As it went on and O’Connor said that the problem wasn’t Catholics, it was the clique that had stolen The Church from them. Her declaration that she was a Catholic “in love with the Holy Spirit” and that she thought it was high time that Catholics took ownership of their church was nothing my mother hadn’t said in some form, though less passionately. O’Connor’s recognition of the many women and men who used their religion to serve humanity was totally in accord with my mother’s view of religion.
After the segment was over, I asked her if it had upset her too much. My mother looked at me with surprise and said, “I agree with her.”
I don’t think it’s just because Sinead is Irish.
* My mother was a bit annoyed by the “Infallible” subtitle. Being an Irish Catholic my mother can’t abide the common misunderstanding of that doctrine, which she has little enthusiasm for. It’s a bit odd but it’s really not that incomprehensible, in theory. Most of what the Pope says isn’t held to be “infallible”. I believe it has been invoked twice in the relatively short time it’s been official teaching.

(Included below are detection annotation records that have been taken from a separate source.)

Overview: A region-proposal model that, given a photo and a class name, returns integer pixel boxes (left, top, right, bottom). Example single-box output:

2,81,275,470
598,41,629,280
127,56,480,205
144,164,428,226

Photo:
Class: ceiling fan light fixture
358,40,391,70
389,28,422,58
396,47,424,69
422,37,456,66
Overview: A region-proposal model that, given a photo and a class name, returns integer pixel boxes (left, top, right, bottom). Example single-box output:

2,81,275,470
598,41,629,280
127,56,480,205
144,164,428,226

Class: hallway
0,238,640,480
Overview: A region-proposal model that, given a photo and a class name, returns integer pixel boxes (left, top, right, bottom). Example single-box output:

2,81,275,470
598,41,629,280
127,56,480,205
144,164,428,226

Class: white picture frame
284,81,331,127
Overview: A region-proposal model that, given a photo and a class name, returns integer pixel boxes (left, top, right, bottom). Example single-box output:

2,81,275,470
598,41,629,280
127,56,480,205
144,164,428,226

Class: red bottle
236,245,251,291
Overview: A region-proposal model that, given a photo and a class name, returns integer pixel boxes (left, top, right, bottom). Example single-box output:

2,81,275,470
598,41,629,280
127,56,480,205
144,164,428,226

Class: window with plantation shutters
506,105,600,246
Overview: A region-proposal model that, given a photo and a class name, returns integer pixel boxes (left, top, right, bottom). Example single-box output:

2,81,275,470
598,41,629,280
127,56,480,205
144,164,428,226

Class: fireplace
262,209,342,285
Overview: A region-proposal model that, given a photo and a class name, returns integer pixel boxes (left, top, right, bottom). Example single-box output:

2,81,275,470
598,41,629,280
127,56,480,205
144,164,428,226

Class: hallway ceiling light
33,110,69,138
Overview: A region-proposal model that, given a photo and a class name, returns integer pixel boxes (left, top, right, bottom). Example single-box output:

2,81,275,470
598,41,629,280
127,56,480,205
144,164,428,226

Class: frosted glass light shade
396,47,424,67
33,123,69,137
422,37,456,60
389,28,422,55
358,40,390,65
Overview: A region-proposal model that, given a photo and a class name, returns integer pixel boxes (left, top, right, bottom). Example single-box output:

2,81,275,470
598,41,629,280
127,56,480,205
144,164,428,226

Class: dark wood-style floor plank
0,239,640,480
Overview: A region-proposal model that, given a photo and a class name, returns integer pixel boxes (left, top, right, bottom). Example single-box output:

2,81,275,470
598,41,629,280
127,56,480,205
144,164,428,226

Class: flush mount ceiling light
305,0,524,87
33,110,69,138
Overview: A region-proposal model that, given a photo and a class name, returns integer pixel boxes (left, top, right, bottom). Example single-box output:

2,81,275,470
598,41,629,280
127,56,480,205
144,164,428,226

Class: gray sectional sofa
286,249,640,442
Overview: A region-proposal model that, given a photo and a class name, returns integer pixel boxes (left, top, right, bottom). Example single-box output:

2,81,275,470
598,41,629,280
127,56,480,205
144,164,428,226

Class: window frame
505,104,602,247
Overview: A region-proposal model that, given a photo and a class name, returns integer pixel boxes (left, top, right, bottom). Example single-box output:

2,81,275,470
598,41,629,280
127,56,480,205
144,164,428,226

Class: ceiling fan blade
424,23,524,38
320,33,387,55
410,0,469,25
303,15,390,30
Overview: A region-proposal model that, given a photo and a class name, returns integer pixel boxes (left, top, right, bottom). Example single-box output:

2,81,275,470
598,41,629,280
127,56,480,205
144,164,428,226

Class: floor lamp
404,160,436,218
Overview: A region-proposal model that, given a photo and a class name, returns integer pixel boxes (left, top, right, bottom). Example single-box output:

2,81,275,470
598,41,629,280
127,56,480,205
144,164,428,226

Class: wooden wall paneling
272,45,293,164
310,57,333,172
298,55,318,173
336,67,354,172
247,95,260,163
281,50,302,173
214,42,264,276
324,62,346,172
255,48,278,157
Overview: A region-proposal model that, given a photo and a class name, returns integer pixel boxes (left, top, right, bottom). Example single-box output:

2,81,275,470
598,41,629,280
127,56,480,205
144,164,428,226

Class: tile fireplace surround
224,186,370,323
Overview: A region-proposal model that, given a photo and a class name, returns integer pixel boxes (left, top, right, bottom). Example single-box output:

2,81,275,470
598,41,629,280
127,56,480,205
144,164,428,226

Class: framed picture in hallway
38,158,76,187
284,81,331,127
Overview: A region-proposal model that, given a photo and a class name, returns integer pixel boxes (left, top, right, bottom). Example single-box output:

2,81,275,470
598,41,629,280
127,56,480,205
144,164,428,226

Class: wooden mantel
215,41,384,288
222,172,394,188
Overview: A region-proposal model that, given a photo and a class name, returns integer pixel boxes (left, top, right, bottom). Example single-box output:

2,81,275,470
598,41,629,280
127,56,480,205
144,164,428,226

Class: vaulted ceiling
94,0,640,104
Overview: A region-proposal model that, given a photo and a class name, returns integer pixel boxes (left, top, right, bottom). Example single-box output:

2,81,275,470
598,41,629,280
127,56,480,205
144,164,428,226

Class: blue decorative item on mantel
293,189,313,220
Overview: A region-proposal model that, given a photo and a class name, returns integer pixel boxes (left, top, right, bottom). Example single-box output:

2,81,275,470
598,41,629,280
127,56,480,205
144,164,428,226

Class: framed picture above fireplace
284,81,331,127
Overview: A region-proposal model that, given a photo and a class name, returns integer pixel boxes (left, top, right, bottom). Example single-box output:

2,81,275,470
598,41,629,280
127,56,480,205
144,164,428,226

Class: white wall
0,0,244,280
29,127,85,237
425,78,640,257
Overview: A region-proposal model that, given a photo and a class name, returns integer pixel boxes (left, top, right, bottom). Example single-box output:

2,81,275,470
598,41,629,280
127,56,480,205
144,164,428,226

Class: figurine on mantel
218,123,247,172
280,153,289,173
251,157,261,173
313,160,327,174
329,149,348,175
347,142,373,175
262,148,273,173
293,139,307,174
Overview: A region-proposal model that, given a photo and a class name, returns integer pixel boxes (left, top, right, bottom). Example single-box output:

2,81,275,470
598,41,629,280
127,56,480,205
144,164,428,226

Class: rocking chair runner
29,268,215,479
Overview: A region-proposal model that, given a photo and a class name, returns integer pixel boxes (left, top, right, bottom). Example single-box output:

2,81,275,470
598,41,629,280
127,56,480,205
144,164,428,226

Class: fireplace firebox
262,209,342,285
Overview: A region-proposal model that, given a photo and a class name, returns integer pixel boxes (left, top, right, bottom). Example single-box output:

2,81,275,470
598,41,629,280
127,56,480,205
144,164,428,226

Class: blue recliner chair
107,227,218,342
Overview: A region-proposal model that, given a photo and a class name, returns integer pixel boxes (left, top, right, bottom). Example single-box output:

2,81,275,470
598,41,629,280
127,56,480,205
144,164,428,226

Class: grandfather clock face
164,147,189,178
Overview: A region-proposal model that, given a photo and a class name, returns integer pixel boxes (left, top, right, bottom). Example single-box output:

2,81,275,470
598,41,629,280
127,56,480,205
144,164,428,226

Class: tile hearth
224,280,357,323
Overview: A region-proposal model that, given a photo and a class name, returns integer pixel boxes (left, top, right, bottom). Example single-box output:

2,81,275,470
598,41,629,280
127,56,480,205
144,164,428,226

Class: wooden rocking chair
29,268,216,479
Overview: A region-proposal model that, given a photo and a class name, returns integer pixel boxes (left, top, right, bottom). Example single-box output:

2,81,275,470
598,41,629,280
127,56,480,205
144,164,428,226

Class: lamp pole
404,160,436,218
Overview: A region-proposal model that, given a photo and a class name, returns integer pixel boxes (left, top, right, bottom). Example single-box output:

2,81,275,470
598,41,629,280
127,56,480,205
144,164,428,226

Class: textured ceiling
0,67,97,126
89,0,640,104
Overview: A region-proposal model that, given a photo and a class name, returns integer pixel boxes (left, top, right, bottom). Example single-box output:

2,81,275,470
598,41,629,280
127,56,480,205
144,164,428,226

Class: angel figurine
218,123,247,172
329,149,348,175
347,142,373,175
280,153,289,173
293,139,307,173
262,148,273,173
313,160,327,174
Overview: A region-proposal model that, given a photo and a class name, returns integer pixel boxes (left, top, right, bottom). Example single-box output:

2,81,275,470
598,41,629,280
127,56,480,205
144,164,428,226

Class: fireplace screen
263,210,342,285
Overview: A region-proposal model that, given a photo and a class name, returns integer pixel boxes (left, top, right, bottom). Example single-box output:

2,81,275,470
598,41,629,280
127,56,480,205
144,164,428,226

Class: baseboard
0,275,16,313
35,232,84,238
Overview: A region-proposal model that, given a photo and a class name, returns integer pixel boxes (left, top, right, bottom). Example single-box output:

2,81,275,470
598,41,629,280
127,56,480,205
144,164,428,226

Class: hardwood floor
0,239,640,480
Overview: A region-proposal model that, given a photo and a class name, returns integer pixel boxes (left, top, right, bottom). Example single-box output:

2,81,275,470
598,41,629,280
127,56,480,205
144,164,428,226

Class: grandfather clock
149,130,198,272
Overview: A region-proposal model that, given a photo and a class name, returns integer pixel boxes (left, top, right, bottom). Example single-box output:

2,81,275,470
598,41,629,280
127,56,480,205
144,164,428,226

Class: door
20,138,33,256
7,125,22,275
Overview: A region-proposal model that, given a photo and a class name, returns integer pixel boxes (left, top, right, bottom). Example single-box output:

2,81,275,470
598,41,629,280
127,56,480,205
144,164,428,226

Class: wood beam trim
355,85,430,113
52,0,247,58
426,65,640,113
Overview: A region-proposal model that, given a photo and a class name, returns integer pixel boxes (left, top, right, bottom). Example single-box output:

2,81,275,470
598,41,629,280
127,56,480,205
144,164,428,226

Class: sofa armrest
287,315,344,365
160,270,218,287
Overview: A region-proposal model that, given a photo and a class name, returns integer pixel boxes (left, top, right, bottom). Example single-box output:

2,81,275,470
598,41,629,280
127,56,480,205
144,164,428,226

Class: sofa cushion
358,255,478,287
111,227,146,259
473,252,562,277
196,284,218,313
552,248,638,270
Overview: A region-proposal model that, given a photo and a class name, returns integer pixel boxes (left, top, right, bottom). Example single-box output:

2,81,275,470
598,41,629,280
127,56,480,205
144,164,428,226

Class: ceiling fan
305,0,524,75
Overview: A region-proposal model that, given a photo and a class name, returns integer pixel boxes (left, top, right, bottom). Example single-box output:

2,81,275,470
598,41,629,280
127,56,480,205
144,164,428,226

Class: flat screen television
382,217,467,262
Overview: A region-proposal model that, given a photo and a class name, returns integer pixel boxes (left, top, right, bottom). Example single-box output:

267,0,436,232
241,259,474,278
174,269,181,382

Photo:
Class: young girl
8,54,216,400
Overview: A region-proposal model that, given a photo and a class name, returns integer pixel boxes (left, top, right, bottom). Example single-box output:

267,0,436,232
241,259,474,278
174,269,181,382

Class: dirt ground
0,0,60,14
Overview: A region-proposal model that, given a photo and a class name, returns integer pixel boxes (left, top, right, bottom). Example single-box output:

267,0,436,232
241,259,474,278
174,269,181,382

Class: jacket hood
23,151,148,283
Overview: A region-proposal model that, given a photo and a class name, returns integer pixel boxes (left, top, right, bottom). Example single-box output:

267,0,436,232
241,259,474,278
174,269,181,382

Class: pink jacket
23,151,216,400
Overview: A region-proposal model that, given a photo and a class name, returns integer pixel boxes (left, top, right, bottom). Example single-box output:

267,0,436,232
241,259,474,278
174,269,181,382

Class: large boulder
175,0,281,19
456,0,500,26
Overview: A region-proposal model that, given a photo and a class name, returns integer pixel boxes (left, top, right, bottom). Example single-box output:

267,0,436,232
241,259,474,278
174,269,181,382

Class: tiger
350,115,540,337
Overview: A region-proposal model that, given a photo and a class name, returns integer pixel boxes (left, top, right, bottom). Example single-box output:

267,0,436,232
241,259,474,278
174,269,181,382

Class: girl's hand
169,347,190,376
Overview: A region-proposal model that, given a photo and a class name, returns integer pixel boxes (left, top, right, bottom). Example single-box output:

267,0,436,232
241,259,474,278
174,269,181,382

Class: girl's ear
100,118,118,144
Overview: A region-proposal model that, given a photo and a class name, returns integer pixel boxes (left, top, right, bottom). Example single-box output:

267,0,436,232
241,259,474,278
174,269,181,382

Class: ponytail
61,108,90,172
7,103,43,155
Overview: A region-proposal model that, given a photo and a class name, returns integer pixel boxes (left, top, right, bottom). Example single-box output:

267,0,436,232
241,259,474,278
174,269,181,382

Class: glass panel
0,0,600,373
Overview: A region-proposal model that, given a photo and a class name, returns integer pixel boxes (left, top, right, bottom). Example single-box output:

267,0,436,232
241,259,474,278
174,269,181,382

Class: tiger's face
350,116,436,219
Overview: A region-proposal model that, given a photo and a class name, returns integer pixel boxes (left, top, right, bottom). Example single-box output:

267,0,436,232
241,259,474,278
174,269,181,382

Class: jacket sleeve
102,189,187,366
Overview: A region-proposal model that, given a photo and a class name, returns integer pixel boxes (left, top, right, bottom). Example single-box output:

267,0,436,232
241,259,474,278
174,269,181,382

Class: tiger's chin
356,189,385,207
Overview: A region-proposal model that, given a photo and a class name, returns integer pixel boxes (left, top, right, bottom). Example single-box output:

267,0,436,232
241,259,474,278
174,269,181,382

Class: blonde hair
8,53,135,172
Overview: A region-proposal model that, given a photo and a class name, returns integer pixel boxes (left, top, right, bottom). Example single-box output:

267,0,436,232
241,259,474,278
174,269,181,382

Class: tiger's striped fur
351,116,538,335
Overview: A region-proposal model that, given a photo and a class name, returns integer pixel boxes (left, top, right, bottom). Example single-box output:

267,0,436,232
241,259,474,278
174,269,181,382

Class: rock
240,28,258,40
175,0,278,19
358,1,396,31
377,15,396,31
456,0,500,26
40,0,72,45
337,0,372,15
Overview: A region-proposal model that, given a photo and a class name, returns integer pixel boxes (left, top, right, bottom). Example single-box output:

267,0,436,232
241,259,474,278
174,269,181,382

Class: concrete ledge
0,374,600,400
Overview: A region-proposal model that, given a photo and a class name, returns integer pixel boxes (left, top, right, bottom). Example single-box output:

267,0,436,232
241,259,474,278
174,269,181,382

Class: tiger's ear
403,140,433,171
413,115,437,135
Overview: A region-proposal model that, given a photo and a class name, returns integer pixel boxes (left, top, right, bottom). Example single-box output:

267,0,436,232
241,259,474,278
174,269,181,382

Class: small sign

Though it certainly has more than a bit of historical proof of its falsity, which even an Irish Catholic, if they are liberal enough, will acknowledge. As James Carroll, one of my mother’s favorite Catholic columnists (Richard McBrien is another) recently noted the doctrine is the illogical result of Cardinals giving it to Pius IX as a consolation prize when the former Papal States were removed from him. To have “infallibility” dependent on a vote by the First Vatican Council is quite a logical disconnect. I believe the sometimes mentioned quote by John XXIII, that he knew he wasn’t infallible, is authentic. I hope it is. If it is, that would present a bit of a problem to the biggest fans of that most famous of recent innovations, flying in the face of many centuries of tradition.